If the smtpd verifies the user, then spammer harvests most or all of the addresses, but the server lives and my bandwidth is unused.



I think it's a better idea to let them harvest (it's gonna cost them anyway, specially once tarpitting is on, he still has to try millions of addresses), and later block the spam.



Really a lose/lose situation :-P

william / 2006-04-03 05:08:

how is the harvesting done? by a shotgun method, ie those that dont bounce have to be valid?

Bob Black / 2006-04-03 05:08:

> Really a lose/lose situation :-P



Unfortunatley.


Roberto Alsina / 2006-04-03 05:09:

William: pretty much.

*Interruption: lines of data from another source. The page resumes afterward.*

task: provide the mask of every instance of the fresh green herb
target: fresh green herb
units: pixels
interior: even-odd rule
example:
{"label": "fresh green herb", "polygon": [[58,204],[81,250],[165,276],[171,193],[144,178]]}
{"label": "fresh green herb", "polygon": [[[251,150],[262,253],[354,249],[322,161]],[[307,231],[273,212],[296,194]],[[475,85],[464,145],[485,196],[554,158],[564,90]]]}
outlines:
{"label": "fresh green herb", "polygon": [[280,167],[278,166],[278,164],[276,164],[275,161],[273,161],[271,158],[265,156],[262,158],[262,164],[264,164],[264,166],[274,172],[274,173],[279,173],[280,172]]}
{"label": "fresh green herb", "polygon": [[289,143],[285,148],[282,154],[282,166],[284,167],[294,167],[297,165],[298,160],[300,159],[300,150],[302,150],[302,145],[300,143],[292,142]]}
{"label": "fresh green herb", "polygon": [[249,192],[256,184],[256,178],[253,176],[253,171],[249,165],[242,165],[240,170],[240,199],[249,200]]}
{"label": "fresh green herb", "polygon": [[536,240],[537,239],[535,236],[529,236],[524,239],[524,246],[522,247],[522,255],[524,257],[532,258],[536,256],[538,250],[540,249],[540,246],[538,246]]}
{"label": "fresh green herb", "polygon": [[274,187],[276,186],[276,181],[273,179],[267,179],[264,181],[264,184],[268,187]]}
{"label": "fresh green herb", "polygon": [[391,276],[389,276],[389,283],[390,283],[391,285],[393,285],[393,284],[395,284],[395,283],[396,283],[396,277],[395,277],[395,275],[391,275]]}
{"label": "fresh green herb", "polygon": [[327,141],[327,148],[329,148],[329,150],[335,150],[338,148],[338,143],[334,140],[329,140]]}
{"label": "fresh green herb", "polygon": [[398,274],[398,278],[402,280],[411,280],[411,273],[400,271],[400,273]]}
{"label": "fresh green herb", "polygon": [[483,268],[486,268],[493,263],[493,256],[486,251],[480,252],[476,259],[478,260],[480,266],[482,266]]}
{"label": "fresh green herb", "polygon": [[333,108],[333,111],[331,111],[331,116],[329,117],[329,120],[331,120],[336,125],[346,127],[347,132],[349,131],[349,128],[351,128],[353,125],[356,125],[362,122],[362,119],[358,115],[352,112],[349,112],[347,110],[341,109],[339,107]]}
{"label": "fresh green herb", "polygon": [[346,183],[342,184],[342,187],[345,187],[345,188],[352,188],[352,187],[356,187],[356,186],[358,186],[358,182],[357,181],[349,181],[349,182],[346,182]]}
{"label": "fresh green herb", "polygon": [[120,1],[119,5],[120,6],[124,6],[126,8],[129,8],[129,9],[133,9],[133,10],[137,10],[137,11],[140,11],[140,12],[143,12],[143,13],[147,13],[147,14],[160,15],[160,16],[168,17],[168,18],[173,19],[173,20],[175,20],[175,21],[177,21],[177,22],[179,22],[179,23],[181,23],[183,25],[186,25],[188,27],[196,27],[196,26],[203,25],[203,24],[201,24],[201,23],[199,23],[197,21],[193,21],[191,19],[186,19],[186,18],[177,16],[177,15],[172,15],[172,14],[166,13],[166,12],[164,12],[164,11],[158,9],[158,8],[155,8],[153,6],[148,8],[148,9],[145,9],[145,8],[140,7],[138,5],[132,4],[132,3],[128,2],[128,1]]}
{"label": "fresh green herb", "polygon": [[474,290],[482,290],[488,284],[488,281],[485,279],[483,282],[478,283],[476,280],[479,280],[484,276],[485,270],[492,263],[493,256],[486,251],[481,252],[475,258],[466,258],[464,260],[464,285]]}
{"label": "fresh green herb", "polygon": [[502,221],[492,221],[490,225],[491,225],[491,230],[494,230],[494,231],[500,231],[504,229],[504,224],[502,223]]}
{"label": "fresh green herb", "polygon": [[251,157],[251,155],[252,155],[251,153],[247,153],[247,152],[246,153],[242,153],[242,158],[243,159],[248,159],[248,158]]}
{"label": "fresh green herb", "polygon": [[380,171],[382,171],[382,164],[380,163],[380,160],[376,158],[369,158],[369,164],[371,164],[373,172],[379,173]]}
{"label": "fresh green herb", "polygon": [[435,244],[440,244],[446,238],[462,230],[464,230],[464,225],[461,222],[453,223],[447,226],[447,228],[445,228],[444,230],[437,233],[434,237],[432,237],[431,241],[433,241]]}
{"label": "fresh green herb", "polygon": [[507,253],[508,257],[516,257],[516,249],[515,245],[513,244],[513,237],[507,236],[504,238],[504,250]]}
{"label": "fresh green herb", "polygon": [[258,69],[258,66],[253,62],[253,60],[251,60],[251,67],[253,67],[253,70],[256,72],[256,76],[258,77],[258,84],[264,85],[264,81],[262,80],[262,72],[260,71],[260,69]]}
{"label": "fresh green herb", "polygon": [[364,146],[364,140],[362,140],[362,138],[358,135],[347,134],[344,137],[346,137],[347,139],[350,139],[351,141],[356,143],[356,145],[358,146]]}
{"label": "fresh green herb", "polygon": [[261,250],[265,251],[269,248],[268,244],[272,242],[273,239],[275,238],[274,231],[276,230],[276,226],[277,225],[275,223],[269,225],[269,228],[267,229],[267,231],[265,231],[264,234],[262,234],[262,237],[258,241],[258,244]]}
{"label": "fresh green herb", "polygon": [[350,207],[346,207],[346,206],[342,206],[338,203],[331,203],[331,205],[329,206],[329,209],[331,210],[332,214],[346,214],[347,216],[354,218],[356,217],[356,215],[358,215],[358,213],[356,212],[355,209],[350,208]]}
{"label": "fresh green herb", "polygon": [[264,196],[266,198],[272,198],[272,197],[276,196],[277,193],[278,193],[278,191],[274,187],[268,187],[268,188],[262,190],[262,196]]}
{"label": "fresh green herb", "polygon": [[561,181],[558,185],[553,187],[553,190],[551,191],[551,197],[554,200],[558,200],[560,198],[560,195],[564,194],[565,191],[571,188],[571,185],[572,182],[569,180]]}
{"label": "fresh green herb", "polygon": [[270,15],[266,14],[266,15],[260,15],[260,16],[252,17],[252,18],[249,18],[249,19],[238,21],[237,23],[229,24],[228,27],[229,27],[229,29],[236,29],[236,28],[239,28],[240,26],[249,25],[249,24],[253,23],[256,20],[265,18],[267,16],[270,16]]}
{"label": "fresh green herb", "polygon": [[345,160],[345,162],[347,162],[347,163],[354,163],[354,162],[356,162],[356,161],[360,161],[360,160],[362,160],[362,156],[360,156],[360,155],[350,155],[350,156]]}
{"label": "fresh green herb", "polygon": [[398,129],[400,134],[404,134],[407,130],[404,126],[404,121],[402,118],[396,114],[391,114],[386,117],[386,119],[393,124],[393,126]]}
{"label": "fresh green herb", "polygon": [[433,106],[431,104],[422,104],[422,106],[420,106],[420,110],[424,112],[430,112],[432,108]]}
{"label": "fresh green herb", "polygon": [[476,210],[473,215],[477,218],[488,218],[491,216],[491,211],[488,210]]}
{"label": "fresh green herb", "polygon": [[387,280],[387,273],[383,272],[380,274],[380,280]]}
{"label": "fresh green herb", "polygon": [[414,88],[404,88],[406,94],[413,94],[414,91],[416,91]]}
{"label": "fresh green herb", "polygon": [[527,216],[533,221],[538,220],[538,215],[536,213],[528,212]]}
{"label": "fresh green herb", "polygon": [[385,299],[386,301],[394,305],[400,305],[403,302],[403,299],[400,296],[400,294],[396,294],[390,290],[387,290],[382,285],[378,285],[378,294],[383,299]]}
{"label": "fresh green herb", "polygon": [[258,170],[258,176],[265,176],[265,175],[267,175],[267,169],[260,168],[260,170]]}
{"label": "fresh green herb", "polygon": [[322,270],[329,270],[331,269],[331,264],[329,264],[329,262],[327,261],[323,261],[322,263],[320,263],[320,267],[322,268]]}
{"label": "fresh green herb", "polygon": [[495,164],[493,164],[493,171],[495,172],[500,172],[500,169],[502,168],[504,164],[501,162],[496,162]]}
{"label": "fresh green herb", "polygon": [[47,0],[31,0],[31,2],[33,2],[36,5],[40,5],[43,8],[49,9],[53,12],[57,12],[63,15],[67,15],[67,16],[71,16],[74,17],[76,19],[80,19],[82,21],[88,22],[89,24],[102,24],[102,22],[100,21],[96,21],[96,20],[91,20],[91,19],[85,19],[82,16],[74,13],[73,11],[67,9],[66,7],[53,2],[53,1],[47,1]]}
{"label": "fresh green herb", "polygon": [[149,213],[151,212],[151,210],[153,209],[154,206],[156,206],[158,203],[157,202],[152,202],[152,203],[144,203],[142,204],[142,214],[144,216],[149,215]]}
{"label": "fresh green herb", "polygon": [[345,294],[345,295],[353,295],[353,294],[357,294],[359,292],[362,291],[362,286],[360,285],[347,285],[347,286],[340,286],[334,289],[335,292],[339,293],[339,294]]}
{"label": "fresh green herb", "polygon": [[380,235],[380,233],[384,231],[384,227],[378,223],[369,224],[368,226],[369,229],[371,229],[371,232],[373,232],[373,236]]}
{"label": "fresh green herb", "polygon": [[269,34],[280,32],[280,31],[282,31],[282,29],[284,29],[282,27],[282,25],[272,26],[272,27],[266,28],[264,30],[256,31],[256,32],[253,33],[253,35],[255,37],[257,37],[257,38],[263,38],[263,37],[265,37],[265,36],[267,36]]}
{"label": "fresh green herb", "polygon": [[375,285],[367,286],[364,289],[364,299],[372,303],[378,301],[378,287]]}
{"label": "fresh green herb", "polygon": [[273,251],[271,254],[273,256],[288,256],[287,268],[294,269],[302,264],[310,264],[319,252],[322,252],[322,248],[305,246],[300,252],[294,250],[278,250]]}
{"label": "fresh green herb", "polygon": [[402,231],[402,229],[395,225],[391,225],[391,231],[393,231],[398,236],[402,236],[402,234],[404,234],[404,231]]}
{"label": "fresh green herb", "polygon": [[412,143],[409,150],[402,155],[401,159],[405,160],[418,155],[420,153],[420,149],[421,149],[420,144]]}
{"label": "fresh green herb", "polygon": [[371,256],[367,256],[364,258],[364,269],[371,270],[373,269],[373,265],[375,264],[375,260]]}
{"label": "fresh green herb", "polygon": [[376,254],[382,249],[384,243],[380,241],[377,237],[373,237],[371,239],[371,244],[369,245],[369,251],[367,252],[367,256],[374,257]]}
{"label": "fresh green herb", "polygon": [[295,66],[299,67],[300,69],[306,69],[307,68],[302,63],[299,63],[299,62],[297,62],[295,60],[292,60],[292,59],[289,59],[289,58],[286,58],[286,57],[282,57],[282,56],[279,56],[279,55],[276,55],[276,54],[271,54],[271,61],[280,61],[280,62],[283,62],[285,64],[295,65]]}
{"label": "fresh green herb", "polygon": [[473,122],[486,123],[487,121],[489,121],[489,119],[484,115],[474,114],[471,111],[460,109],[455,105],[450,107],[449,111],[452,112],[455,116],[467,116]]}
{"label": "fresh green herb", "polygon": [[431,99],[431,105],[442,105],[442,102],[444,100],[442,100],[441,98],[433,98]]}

Now that you make me think about it... the common qmail behaviour, won't it make some naïve spammer think qmail servers have trillions of mail accounts? ;-)

nharring / 2006-04-03 06:22:

Why not just use the patches for qmail-smtpd that allow for user checking, are battle tested in large production environments, retain the speed and security of qmail-smtpd, and offer integration with virtual environments like vpopmail?

Perl's a great language, and lots of cool apps are written in it, but the downsides for any sort of volume are just too numerous to contemplate. I'm sorry, but a memory footprint of several meg per smtp connection would absolutely obliterate my production environment.